This thesis demonstrates that a parametrically-modifiable Advanced Marine Vehicle Structural (AMVS) module (that can be integrated into a larger framework of marine vehicle analysis modules) enables stakeholders, as a group, to complete structurally feasible ship designs using the Set-Based Design (SBD) method. The SBD method allows stakeholders to identify and explore multiple solutions to stakeholder requirements and only eliminating the infeasible poorer solutions after all solutions are completely explored. SBD offers the and advantage over traditional design methods such as Waterfall and Spiral because traditional methods do not adequately explore the design space to determine if they are eliminating more optimal solutions in terms of cost, risk and performance.

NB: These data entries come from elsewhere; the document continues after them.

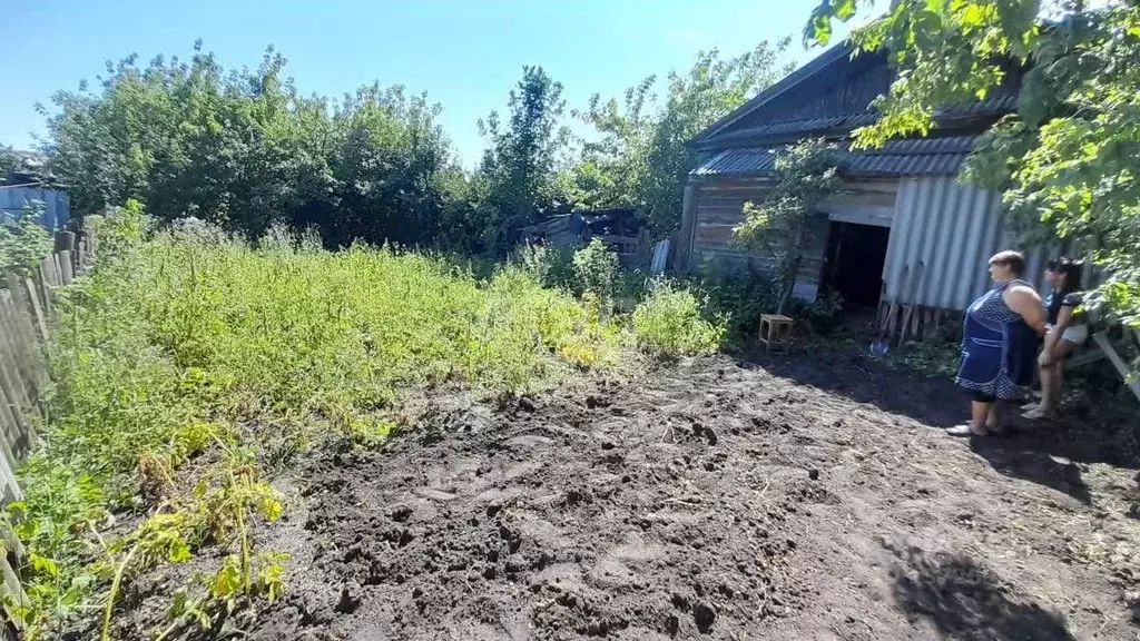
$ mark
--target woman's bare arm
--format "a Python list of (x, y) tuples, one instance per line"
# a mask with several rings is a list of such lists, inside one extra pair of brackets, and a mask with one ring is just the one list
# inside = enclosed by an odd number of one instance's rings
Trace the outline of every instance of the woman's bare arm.
[(1016, 311), (1039, 334), (1045, 333), (1045, 308), (1037, 292), (1027, 285), (1013, 285), (1005, 290), (1002, 300)]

The fundamental focus for this thesis was on the development of a parametrically modifiable AMVS module using a low-fidelity structural analysis method implemented using a numerical 2D Finite Element Analysis (FEA) applied to the HY2-SWATH. To verify the AMVS module accuracy, a high-fidelity structural analysis was implemented in MAESTRO to analyze the reference marine vehicle model and provide a comparison baseline. To explore the design space, the AMVS module is written to be parametrically modified through input variables, effectively generating a new vessel structure when an input is changed. AMVS module is used to analyze an advanced marine vessel in its two operating modes: displacement and foil-borne. AMVS demonstrates the capability to explore the design space and evaluate the structural feasibility of the advance marine vehicle designs through consideration of the material, stiffener/girder dimensions, stiffener/girder arrangement, and machinery/equipment weights onboard.